Projection of diffraction patterns for use in cold-neutral-atom trapping

Scalar diffraction theory is combined with beam-propagation techniques to investigate the projection of near-field diffraction patterns to spatial locations away from the aperture for use in optically trapping cold neutral alkali-metal atoms. Calculations show that intensity distributions with localized bright and dark spots usually found within a millimeter of the diffracting aperture can be projected to a region free from optical components such as a cloud of cold atoms within a vacuum chamber. Calculations also predict that the critical properties of the optical dipole atom traps are not only maintained for the projected intensity patterns but also can be manipulated and improved by adjustment of the optical components outside the vacuum chamber.

Figure 1

Intensity distribution pattern just beyond a metallic circular aperture with a radius of 50 $\mu$m and a laser wavelength of 780 nm, normalized to the intensity incident upon the aperture. The locations of the localized bright region for the primary red-detuned trap site and the localized dark region for the primary blue-detuned trap site are noted.

Figure 2

Theoretical setup for projecting near-field diffraction patterns to an optics-free location within a MOT cloud of cold atoms. The key parameters are the aperture radius, $a$, the aperture-to-lens distance, $L$, the focal length of the lens, $f$, and the axial distance between the lens and the point of interest, $z$. Plane 0 is the axial location of the aperture, and plane 1 is an axial plane within the diffraction region.

Figure 3

Diffraction patterns for an aperture with a radius of 25 $\mu$m, where (a) is the original pattern just beyond the diffracting aperture, (b) is a projection with the aperture-to-lens distance, $L$, chosen such that the projection is approximately the same size as the original, (c) is a projection with $L$ chosen such that the projection is smaller than the original, and (d) is a projection with $L$ chosen such that the projection is larger than the original.

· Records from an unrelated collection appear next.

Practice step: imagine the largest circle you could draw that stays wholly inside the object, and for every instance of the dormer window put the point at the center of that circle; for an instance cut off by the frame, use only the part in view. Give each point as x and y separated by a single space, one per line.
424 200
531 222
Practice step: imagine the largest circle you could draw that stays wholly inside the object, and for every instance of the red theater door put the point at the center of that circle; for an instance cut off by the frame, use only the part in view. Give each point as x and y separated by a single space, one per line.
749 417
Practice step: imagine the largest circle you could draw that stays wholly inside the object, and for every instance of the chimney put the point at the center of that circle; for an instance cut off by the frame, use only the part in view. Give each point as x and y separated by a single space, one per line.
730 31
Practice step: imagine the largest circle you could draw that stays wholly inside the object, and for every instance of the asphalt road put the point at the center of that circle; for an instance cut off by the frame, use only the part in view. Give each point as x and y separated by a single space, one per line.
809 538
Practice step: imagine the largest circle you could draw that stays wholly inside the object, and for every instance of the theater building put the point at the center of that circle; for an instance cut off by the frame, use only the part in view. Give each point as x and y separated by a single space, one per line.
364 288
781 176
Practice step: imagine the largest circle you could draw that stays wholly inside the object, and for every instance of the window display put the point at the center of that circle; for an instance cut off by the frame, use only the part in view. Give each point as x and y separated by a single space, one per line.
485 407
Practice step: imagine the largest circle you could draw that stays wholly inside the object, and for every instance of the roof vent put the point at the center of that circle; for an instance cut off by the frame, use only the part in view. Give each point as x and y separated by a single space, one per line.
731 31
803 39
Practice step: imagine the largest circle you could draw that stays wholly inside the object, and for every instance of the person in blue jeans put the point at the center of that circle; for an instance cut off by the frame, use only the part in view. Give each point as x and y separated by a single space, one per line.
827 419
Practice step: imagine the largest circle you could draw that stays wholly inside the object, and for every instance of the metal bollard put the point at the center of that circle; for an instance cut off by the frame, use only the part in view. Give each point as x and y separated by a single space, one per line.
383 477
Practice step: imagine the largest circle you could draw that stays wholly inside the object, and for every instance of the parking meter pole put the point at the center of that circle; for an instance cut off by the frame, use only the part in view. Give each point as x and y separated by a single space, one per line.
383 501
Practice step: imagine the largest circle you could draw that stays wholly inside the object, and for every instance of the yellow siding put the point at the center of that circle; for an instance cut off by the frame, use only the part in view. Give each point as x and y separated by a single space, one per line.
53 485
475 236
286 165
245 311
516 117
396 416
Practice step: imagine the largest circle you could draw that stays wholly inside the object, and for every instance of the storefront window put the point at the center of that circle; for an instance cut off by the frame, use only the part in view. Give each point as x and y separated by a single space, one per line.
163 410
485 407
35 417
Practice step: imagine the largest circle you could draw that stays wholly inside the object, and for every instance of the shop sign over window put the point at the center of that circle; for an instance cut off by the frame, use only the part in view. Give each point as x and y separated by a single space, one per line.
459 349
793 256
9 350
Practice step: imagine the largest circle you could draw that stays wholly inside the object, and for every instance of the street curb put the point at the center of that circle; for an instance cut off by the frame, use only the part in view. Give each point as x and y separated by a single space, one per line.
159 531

Parts (b)–(d) are all set to the same distance scaling as (a) for direct comparison of the size differences, and (e) is an expansion of (c). All numerical intensity scaling values are normalized to the intensity incident upon the aperture.

Figure 4

(a) Original and (b) projected intensity patterns for the creation of a nanotrap. The aperture radius is 5 $\mu$m, the focal length of the lens is 40 mm, and the aperture-to-lens distance is set to 125 mm. Both intensity scaling values are normalized to the intensity incident upon the aperture.